Sungguh, banyaknya masalah di negeri kaum muslim termasuk Indonesia karena ketiadaan seorang Khalifah atau pemimpin umat. Sebagaimana agama Katholik yang memiliki imam di Vatikan Roma, pemimpin yang mempersatukan seluruh umat katholik di dunia. Negeri-negeri kaum muslimin memiliki pemimpin yang tersekat oleh rasa nasionalisme, belum ada satu pemimpin yang menyatukan seluruh umat muslim di dunia.Tanpa adanya seorang Khalifah atau pemimpin negara Islam, maka tidak mungkin terwujud apa yang disampaikan oleh Rasulullah saw :
إِنَّمَا الإِمَامُ جُنَّةٌ يُقَاتَلُ مِنْ وَرَائِهِ وَيُتَّقَى بِهِ فَإِنْ أَمَرَ بِتَقْوَى اللهِ عَزَّ وَجَلَّ وَعَدْلٌ كَانَ لَهُ بِذَلِكَ أَجْرٌ ، وَإِنْ يَأْمُرُ بِغَيْرِهِ كَانَ عَلَيْهِ مِنْهُ [رواه البخاري ومسلم]

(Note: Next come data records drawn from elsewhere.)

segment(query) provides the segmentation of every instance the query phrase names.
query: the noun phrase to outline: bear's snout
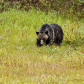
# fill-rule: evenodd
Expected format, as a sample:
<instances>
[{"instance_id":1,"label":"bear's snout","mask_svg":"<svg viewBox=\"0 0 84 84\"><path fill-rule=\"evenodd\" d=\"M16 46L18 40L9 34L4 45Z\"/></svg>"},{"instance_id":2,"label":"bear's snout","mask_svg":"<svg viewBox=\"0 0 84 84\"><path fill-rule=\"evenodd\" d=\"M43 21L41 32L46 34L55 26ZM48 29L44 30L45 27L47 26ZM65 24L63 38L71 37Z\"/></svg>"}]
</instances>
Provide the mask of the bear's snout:
<instances>
[{"instance_id":1,"label":"bear's snout","mask_svg":"<svg viewBox=\"0 0 84 84\"><path fill-rule=\"evenodd\" d=\"M43 40L41 39L41 45L43 45L43 43L44 43L44 42L43 42Z\"/></svg>"}]
</instances>

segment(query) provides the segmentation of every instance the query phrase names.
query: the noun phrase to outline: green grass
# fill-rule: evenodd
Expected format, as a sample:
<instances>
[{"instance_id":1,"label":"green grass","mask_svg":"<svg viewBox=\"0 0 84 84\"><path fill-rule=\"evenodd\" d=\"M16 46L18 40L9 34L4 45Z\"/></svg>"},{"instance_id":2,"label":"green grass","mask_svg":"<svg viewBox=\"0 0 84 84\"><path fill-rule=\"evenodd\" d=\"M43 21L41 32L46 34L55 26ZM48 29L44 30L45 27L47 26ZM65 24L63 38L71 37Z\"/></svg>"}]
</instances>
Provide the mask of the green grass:
<instances>
[{"instance_id":1,"label":"green grass","mask_svg":"<svg viewBox=\"0 0 84 84\"><path fill-rule=\"evenodd\" d=\"M62 46L36 46L36 31L57 23L64 31ZM0 14L1 84L83 84L84 24L55 11L11 9Z\"/></svg>"}]
</instances>

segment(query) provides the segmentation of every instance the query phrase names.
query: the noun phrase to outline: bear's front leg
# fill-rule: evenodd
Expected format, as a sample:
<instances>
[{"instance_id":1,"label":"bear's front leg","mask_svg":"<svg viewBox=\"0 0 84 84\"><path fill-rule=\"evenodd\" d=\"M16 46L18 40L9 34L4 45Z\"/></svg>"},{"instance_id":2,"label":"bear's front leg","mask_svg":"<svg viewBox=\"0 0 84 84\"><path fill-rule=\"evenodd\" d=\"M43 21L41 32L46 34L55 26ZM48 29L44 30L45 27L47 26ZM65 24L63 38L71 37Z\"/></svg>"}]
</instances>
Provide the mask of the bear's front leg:
<instances>
[{"instance_id":1,"label":"bear's front leg","mask_svg":"<svg viewBox=\"0 0 84 84\"><path fill-rule=\"evenodd\" d=\"M41 47L40 41L37 39L37 47Z\"/></svg>"}]
</instances>

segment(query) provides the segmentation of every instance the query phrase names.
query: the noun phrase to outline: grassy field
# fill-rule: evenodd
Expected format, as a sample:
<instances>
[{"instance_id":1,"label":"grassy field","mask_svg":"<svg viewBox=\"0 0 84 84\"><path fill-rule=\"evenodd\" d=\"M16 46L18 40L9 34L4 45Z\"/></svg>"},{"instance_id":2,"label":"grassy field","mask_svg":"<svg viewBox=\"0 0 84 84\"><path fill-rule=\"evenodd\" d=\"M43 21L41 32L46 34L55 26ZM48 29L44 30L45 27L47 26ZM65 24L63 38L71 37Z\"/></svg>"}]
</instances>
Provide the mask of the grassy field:
<instances>
[{"instance_id":1,"label":"grassy field","mask_svg":"<svg viewBox=\"0 0 84 84\"><path fill-rule=\"evenodd\" d=\"M36 46L36 31L57 23L62 46ZM0 13L1 84L84 84L84 20L75 16L11 9Z\"/></svg>"}]
</instances>

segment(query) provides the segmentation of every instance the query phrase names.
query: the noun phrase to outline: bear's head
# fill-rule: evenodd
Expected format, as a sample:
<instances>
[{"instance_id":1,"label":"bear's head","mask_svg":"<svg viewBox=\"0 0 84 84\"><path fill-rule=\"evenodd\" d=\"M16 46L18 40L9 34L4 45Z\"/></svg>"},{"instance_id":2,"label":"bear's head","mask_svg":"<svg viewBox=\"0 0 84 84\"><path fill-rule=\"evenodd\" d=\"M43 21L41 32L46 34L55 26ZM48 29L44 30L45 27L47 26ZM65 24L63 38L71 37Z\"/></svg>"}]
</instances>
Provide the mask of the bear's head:
<instances>
[{"instance_id":1,"label":"bear's head","mask_svg":"<svg viewBox=\"0 0 84 84\"><path fill-rule=\"evenodd\" d=\"M36 32L37 40L40 42L40 45L43 45L48 39L48 31L45 32Z\"/></svg>"}]
</instances>

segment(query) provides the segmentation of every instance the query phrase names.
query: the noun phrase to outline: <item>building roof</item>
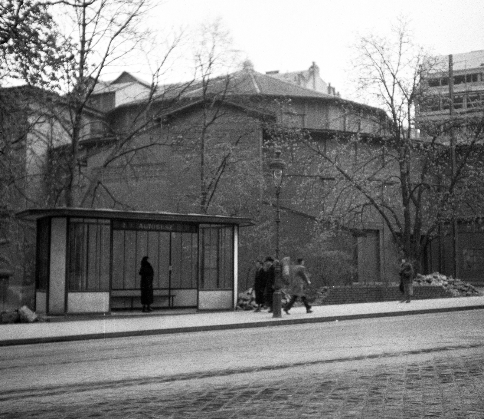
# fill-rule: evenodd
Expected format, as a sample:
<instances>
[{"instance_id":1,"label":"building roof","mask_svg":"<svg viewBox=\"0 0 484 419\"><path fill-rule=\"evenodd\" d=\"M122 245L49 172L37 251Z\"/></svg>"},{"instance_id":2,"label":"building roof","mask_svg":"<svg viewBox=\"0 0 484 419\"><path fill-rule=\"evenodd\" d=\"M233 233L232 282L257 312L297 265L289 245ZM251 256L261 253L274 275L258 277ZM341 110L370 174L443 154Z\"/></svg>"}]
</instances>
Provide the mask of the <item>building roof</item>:
<instances>
[{"instance_id":1,"label":"building roof","mask_svg":"<svg viewBox=\"0 0 484 419\"><path fill-rule=\"evenodd\" d=\"M440 58L446 62L449 58L447 55L441 55ZM453 54L452 61L454 71L479 68L484 70L484 49Z\"/></svg>"},{"instance_id":2,"label":"building roof","mask_svg":"<svg viewBox=\"0 0 484 419\"><path fill-rule=\"evenodd\" d=\"M195 99L202 96L202 86L200 82L169 85L165 89L159 89L156 100L170 100L179 95L182 99ZM225 92L225 97L230 96L266 96L274 97L304 98L337 101L353 106L382 112L379 108L342 99L332 94L322 93L294 84L289 81L263 74L250 68L245 68L227 76L212 79L206 94L217 94ZM133 100L123 104L122 106L130 106L143 102L143 99Z\"/></svg>"},{"instance_id":3,"label":"building roof","mask_svg":"<svg viewBox=\"0 0 484 419\"><path fill-rule=\"evenodd\" d=\"M106 208L32 208L15 214L21 219L35 221L46 217L76 217L112 218L152 221L172 221L196 224L235 224L244 227L255 225L254 220L242 217L197 214L178 214L164 211L141 211Z\"/></svg>"}]
</instances>

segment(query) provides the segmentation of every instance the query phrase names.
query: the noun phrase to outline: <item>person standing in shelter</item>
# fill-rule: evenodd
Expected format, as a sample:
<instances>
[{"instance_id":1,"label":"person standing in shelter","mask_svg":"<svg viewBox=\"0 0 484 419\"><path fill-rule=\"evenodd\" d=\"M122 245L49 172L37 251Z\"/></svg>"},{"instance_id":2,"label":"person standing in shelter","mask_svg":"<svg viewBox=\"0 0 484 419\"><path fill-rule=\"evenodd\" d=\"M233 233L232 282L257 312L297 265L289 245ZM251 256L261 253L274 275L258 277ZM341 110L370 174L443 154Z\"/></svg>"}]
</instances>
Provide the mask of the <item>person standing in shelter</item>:
<instances>
[{"instance_id":1,"label":"person standing in shelter","mask_svg":"<svg viewBox=\"0 0 484 419\"><path fill-rule=\"evenodd\" d=\"M264 299L266 307L269 308L268 312L272 311L272 293L274 292L274 283L275 281L275 271L274 267L274 259L271 256L266 258L264 263L264 283L265 288Z\"/></svg>"},{"instance_id":2,"label":"person standing in shelter","mask_svg":"<svg viewBox=\"0 0 484 419\"><path fill-rule=\"evenodd\" d=\"M266 287L265 279L264 264L257 261L254 279L254 291L256 293L256 304L257 304L255 311L260 311L260 308L264 305L264 290Z\"/></svg>"},{"instance_id":3,"label":"person standing in shelter","mask_svg":"<svg viewBox=\"0 0 484 419\"><path fill-rule=\"evenodd\" d=\"M153 267L148 262L148 257L143 256L141 259L141 267L139 270L141 276L141 304L143 312L153 311L150 307L153 303Z\"/></svg>"},{"instance_id":4,"label":"person standing in shelter","mask_svg":"<svg viewBox=\"0 0 484 419\"><path fill-rule=\"evenodd\" d=\"M312 313L313 310L311 309L311 306L307 302L306 298L306 294L304 292L304 288L306 285L310 285L311 281L308 279L306 276L305 268L304 266L304 259L300 258L298 259L298 264L293 266L291 269L291 282L292 288L290 290L291 295L291 299L287 305L284 307L284 311L286 314L288 314L289 310L291 310L292 305L296 302L298 297L300 297L302 303L306 307L306 313Z\"/></svg>"},{"instance_id":5,"label":"person standing in shelter","mask_svg":"<svg viewBox=\"0 0 484 419\"><path fill-rule=\"evenodd\" d=\"M403 285L404 297L400 300L401 303L404 301L409 303L411 301L412 295L413 295L414 274L412 264L406 259L402 259L402 264L400 265L400 278L401 283Z\"/></svg>"}]
</instances>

“Sesungguhnya seorang imam itu [laksana] perisai di mana orang-prang akan berperang di belakangnya. Jika dia memerintahkan takwa kepada Allah ‘Azza wa Jalla, dan adil, maka dengannya dia akan mendapatkan pahala.Tetapi, jika dia memerintahkan kepada yang lain, maka dia juga akan mendapatkan dosa/adzab karenanya.” [HR Bukhari dan Muslim]

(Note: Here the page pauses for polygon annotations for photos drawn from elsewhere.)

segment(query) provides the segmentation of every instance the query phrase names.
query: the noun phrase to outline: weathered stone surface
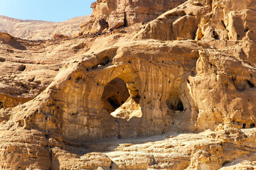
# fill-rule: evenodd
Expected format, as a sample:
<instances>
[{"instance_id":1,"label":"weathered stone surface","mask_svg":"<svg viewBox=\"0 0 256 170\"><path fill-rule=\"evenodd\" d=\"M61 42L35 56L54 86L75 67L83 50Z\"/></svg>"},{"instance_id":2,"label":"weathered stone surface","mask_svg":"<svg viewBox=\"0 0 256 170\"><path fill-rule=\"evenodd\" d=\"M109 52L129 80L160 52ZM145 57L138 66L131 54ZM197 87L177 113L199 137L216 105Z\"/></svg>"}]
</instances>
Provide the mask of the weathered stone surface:
<instances>
[{"instance_id":1,"label":"weathered stone surface","mask_svg":"<svg viewBox=\"0 0 256 170\"><path fill-rule=\"evenodd\" d=\"M90 21L82 25L83 33L99 31L95 22L105 20L110 30L137 23L146 23L157 18L186 0L100 0L92 4L92 13ZM102 30L101 30L102 31Z\"/></svg>"},{"instance_id":2,"label":"weathered stone surface","mask_svg":"<svg viewBox=\"0 0 256 170\"><path fill-rule=\"evenodd\" d=\"M102 35L3 42L1 168L255 168L256 1L233 2L188 1ZM104 32L107 18L92 26Z\"/></svg>"},{"instance_id":3,"label":"weathered stone surface","mask_svg":"<svg viewBox=\"0 0 256 170\"><path fill-rule=\"evenodd\" d=\"M80 26L87 22L90 16L85 16L56 23L20 20L0 16L0 32L26 40L48 40L51 39L55 34L63 34L68 36L78 34Z\"/></svg>"}]
</instances>

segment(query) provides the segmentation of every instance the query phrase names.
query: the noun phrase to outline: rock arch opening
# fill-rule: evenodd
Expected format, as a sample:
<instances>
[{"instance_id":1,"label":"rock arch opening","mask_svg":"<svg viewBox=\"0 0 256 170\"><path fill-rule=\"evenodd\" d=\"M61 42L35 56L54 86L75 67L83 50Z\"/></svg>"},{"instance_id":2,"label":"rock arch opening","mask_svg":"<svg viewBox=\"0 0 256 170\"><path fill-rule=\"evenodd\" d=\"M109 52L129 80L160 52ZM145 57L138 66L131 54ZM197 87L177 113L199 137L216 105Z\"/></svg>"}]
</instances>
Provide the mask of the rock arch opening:
<instances>
[{"instance_id":1,"label":"rock arch opening","mask_svg":"<svg viewBox=\"0 0 256 170\"><path fill-rule=\"evenodd\" d=\"M120 107L130 96L124 81L115 78L104 88L103 107L111 113Z\"/></svg>"},{"instance_id":2,"label":"rock arch opening","mask_svg":"<svg viewBox=\"0 0 256 170\"><path fill-rule=\"evenodd\" d=\"M169 97L166 101L168 108L174 111L183 111L184 106L178 97Z\"/></svg>"},{"instance_id":3,"label":"rock arch opening","mask_svg":"<svg viewBox=\"0 0 256 170\"><path fill-rule=\"evenodd\" d=\"M133 81L114 79L104 88L102 100L103 108L115 118L129 121L142 116L139 90Z\"/></svg>"}]
</instances>

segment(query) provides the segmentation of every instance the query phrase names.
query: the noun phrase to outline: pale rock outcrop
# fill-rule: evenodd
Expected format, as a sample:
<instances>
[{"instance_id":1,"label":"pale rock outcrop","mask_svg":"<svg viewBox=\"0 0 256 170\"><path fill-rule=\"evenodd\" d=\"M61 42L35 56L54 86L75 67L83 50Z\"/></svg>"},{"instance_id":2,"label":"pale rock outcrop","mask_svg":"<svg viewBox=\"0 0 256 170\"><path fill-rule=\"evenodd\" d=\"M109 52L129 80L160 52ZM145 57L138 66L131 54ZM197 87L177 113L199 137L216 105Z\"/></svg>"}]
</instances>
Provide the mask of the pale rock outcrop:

Butuh berapa banyak lagi kerusakan, hingga kita mau membuka mata bahwa hanya Islamlah satu-satunya solusi bagi semua permasalahan yang mencengkram negeri ini? Bahwa kita membutuhkan seorang Khalifah. Seorang pemimpin yang sebenar-benarnya pemimpin, yang mampu menjadi perisai. Sedangkan, seorang khalifah tidak akan pernah terlahir dari sistem sekuler. Apakah menunggu sampai bumi ini Allah balikkan, baru kita bertobat dari sistem yang rusak ini? Nauzubillahi min dzalika.